Bilateral thinning of the parietal calvarium was noted incidentally. This finding did not directly explain the patient’s symptoms or chief complaint.
In the setting of trauma these lesions can be particularly susceptible to injury.
The patient’s doctor was informed of the findings.
Due to the sharp edges of some of the regions of cortical thinning and adjacent scalp defects, the patient was questioned about any history that could explain this finding.
The patient recalled that prior to her dental reconstruction many years prior, she was asked if bone grafts should be derived from her hip or her skull, and she requested skull bone grafts.
Parietal Calvarial Thinning
The pathophysiology of parietal calvarial thinning (PCT) is incompletely understood but is generally considered a progressive benign disease.
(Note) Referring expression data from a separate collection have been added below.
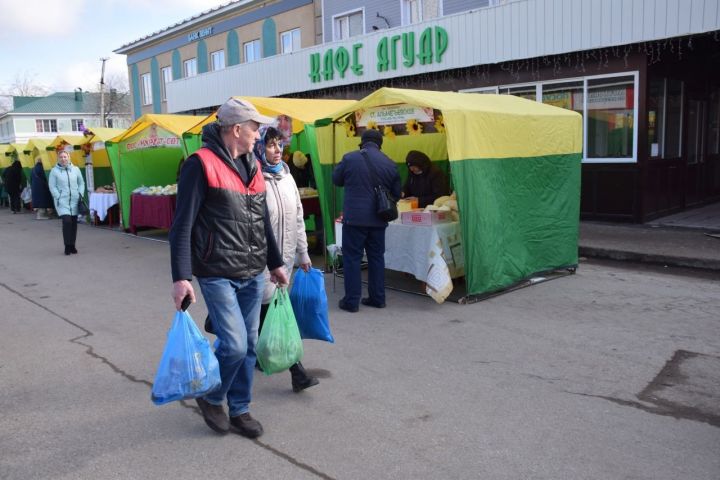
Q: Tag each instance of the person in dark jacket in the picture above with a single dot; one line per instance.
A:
(362, 228)
(222, 234)
(425, 181)
(14, 179)
(42, 199)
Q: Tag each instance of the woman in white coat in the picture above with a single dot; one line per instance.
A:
(288, 225)
(66, 186)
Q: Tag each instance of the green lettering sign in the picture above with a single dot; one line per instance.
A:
(314, 68)
(382, 54)
(409, 49)
(431, 46)
(425, 47)
(356, 66)
(342, 60)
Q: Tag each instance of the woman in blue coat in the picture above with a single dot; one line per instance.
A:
(42, 200)
(66, 187)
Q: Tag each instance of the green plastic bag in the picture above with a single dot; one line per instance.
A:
(279, 346)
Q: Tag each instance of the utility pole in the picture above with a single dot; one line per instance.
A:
(102, 92)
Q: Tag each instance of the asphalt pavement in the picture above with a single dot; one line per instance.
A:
(610, 373)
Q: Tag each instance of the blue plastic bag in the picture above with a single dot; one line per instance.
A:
(188, 367)
(309, 302)
(279, 345)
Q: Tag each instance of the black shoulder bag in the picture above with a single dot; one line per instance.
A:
(386, 204)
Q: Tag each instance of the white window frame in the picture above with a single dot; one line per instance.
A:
(165, 78)
(539, 91)
(75, 124)
(291, 33)
(46, 127)
(146, 88)
(347, 14)
(215, 54)
(187, 71)
(252, 42)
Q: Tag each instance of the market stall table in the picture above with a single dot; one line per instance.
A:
(151, 211)
(433, 254)
(100, 204)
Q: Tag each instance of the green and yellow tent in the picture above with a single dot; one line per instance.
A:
(94, 143)
(515, 167)
(4, 158)
(147, 153)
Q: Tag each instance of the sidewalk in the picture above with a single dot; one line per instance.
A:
(688, 239)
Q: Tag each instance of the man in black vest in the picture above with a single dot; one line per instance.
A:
(221, 233)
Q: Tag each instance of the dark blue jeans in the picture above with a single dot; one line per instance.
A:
(234, 310)
(355, 240)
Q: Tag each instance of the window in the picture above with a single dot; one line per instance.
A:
(45, 126)
(348, 25)
(568, 95)
(673, 119)
(146, 84)
(252, 50)
(166, 76)
(714, 122)
(290, 41)
(529, 91)
(190, 67)
(217, 60)
(610, 117)
(414, 11)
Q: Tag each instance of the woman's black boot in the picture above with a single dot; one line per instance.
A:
(300, 379)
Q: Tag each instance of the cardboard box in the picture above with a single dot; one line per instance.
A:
(421, 217)
(407, 204)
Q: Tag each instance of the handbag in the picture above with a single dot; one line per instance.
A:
(82, 206)
(386, 204)
(188, 367)
(309, 302)
(279, 345)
PCT most often affects the elderly with a slight female predilection of 1.9:1.
The incidence in this age group is reported between 0.25-2 percent.
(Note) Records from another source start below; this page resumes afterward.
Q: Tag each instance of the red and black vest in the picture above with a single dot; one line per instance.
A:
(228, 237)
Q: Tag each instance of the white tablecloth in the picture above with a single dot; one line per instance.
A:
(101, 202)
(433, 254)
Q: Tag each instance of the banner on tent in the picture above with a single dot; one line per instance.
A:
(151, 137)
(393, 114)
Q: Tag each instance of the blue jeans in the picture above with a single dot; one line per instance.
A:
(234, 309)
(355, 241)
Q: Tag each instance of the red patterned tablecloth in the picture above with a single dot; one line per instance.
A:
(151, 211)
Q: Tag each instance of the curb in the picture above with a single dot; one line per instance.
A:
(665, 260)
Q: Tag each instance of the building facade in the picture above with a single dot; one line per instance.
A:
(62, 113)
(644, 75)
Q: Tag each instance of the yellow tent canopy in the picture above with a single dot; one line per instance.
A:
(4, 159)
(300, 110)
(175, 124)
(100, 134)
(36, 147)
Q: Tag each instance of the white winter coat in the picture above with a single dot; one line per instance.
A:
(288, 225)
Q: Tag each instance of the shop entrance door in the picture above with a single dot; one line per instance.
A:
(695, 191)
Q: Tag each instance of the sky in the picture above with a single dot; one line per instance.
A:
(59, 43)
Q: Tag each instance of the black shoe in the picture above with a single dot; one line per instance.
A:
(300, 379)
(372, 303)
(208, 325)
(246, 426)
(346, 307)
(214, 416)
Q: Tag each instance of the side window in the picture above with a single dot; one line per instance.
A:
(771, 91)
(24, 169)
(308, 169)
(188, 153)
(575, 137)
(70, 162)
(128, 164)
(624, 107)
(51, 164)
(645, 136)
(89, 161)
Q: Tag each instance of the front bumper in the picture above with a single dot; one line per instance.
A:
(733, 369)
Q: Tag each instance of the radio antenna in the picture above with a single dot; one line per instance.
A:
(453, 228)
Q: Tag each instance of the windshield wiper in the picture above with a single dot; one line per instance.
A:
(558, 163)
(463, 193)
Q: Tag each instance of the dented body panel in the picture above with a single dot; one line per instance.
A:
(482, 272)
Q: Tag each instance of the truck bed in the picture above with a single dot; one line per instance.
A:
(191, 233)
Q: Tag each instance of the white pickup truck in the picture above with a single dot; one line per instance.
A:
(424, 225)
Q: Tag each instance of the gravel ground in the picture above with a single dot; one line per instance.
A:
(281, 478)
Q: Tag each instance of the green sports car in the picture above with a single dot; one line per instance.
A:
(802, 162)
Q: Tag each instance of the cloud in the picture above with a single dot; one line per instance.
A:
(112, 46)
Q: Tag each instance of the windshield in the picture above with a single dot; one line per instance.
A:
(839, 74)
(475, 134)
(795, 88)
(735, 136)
PCT has fascinated scientists and doctors for centuries with studies dating back to the 1700s. PCT was originally thought to be congenital, however it is now assumed to be a progressive disease. Skulls have been studied from around the world dating back as far as the Egyptian Dynasties which demonstrate parietal thinning. PCT has many eponyms: malum senile biparietale, biparietal osteodystrophy, are some of the most historically relevant.
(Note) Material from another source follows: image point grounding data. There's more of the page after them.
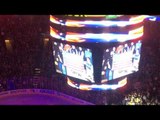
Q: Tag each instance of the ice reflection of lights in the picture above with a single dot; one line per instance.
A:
(121, 83)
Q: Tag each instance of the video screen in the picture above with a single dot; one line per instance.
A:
(73, 61)
(120, 61)
(64, 29)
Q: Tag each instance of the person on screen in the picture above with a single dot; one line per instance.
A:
(73, 50)
(109, 73)
(126, 48)
(60, 59)
(89, 69)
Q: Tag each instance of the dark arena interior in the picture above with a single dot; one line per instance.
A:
(32, 70)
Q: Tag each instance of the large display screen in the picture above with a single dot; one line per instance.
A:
(121, 60)
(73, 61)
(85, 29)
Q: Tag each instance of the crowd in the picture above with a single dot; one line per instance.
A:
(17, 68)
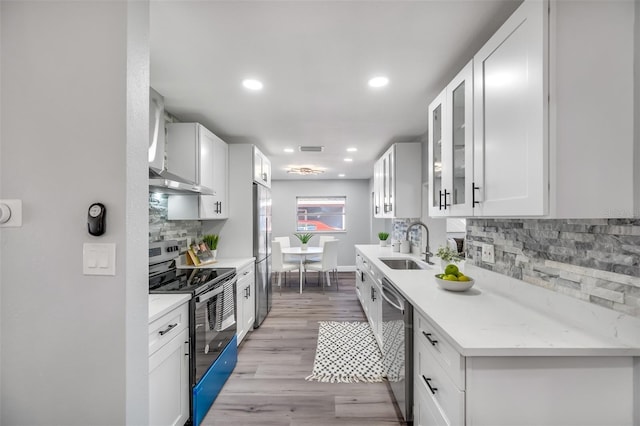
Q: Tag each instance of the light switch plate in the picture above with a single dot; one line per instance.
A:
(488, 254)
(98, 259)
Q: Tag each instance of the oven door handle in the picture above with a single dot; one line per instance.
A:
(210, 294)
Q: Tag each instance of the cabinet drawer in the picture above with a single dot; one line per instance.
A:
(438, 386)
(442, 351)
(246, 272)
(165, 328)
(425, 411)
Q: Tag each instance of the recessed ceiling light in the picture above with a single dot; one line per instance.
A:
(252, 84)
(379, 81)
(305, 171)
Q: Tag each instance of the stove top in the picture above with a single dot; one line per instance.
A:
(193, 281)
(164, 277)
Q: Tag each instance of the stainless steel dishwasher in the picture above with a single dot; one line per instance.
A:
(397, 342)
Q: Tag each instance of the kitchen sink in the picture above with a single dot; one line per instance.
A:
(402, 264)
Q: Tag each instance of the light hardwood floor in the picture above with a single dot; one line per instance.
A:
(268, 385)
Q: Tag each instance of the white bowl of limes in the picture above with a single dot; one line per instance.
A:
(454, 280)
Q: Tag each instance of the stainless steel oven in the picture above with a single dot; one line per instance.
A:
(214, 325)
(212, 321)
(397, 342)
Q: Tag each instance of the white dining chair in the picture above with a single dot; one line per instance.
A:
(278, 264)
(285, 242)
(323, 239)
(328, 264)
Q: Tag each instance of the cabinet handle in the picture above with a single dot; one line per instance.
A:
(428, 336)
(445, 199)
(166, 330)
(427, 380)
(473, 195)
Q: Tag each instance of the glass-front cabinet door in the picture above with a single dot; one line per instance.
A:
(436, 164)
(451, 148)
(460, 134)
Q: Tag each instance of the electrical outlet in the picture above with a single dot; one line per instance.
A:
(488, 255)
Most often inconsequential, PCT exists on a wide spectrum of severity and at its worst can lead to the creation of susceptible regions of the skull and serious cranial and intracranial injury has results from trauma to these susceptible regions.
The most common presentation is an incidental finding on autopsy or imaging demonstrating varying degrees of thinning extending from the outer table of the calvarium with thinning extending into the diploe. Thinning has been noted to extend through to the inner table.
The affected portion of calvarium most often resides between the sagittal suture and temporal ridge of the parietal skull.
It is most commonly bilateral, however the rate of thinning need not be symmetric.
Deficient osteoclast activity has been identified as a cause, histopathologicaly suggesting a relationship to osteoporosis.
Surgical repair may be indicated with cranioplasty if the erosion is large enough or causes clinically concerning perforation.
Yiu Luk S, Fai Shum JS, Wai Chan JK, San Khoo JL. Bilateral thinning of the parietal bones: a case report and review of radiological features. The Pan African Medical Journal. 2010;4:7.
Durward A. A Note on Symmetrical Thinning of the Parietal Bones. Journal of Anatomy. 1929;63(Pt 3):356-362.
Cederlund CG, Andrén L, Olivecrona H. Progressive bilateral thinning of the parietal bones. Skeletal Radiol 1982;8:29–33.